I come to the following conclusion. What Pa and Tersteeg held up to me as Duty was a Spectre of duty.
They essentially said (not in so many words) ‘earn money and your life will become straight’. Millet says to me: put your life straight (at least try to do that first, and to wrestle with the naked truth) and EVEN earning money will sort itself out, and in that, too, you won’t be dishonest.8
I felt then, and much more so now, that (although they themselves believed they had honourable intentions, and I don’t suspect them of deceit but, as I said, take them for what they are — but at the same time leave them behind me), Pa and Tersteeg, and come to that C.M. and who knows who else, all the influences of the past, increasingly took me out of nature. Well, whatever one may say about Millet, at least he brought me back into nature more than anyone else could have done in my desperate state of mind.

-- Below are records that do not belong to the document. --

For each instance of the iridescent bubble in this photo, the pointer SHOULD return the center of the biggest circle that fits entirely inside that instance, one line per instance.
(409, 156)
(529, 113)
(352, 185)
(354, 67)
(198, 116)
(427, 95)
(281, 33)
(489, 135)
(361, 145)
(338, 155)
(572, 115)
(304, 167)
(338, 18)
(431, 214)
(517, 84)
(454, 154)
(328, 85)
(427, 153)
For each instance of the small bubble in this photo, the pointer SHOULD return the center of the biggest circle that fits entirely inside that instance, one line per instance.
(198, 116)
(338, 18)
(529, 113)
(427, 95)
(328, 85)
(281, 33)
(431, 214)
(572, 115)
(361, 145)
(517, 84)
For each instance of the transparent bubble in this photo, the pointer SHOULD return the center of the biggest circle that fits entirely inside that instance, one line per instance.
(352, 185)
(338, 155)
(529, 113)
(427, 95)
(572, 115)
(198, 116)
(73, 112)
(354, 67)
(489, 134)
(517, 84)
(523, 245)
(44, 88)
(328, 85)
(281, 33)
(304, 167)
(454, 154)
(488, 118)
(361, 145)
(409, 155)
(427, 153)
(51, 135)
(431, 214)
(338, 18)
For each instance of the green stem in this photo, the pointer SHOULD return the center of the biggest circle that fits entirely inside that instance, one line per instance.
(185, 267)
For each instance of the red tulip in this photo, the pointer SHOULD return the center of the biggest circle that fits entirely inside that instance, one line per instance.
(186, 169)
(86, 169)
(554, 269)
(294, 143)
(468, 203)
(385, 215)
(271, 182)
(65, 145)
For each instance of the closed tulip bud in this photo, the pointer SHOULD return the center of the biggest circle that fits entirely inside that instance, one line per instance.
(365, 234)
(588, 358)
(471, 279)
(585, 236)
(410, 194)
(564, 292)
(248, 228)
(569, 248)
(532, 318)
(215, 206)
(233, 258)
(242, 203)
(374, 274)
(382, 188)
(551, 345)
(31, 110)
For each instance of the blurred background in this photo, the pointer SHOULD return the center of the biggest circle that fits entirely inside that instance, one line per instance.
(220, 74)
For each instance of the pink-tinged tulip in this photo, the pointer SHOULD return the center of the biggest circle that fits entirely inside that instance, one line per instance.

My youth has been austere and cold, and sterile under the influence of the black ray. And, brother, your youth too, in fact. Old chap — I don’t want to flatter you this time. Anyway, but I don’t want to blame anyone for it but myself. All the same, the black ray is unspeakably cruel — unspeakably. And at this moment I feel as many pent-up tears about many things as there are in a figure by Mantegna!92r:8
But brother, my very sorrow about so much proves to me that I’ve finished dealing with those systems. I’ve suffered from them, but at bottom I no longer belong on that side. And now, I say as brother to brother, as friend to friend, although our youth was austere and went against the grain, from now on let’s seek the gentle light, since I know no other name for it but the white ray or goodness. Not regarding ourselves as already having acquired it, of course, but searching for it, believing in it with collier’s faith.10
Be it as it may that more than once I’ve been short-tempered both with Pa and with Tersteeg &c. &c., don’t consider me as being influenced by hatred or malice towards them. I don’t envy them, in my view they’re not happy themselves, and at bottom I’m certainly not their enemy or their hater, nor do I regard them as my enemies either, even though I don’t look back on their influence with that much pleasure. But I don’t suspect them of malicious intentions. I think that they do follow their consciences, but that there are spectres there. And I do not see in Corot11 and Millet that there were spectres in their consciences. There I see that it was calmer and a serenity of a better calibre. Well, yet again, I’m still very far from that. However, every study, every effort towards painting, every new love of and wrestling with nature, happy or unhappy, brings me a faltering step closer. As to religion, I find less of that in Pa than in Uncle Jan, say, although many would obviously say the reverse. I find Pa the opposite of a man of faith. Anyway. Look here, starting to paint demands a certain collier’s faith because one can’t prove beforehand that it will succeed, and everyone would have grave doubts about it. But Theo, even though both you and I begin with as many pent-up tears as the figures by Mantegna or Giotto, at the same time we can have a silent hope through all our melancholy.
In the early years of having things hard, it may be a sowing in tears,12 so be it, but we’ll hold them in, and a long, long way off we feel a silent hope of the harvest.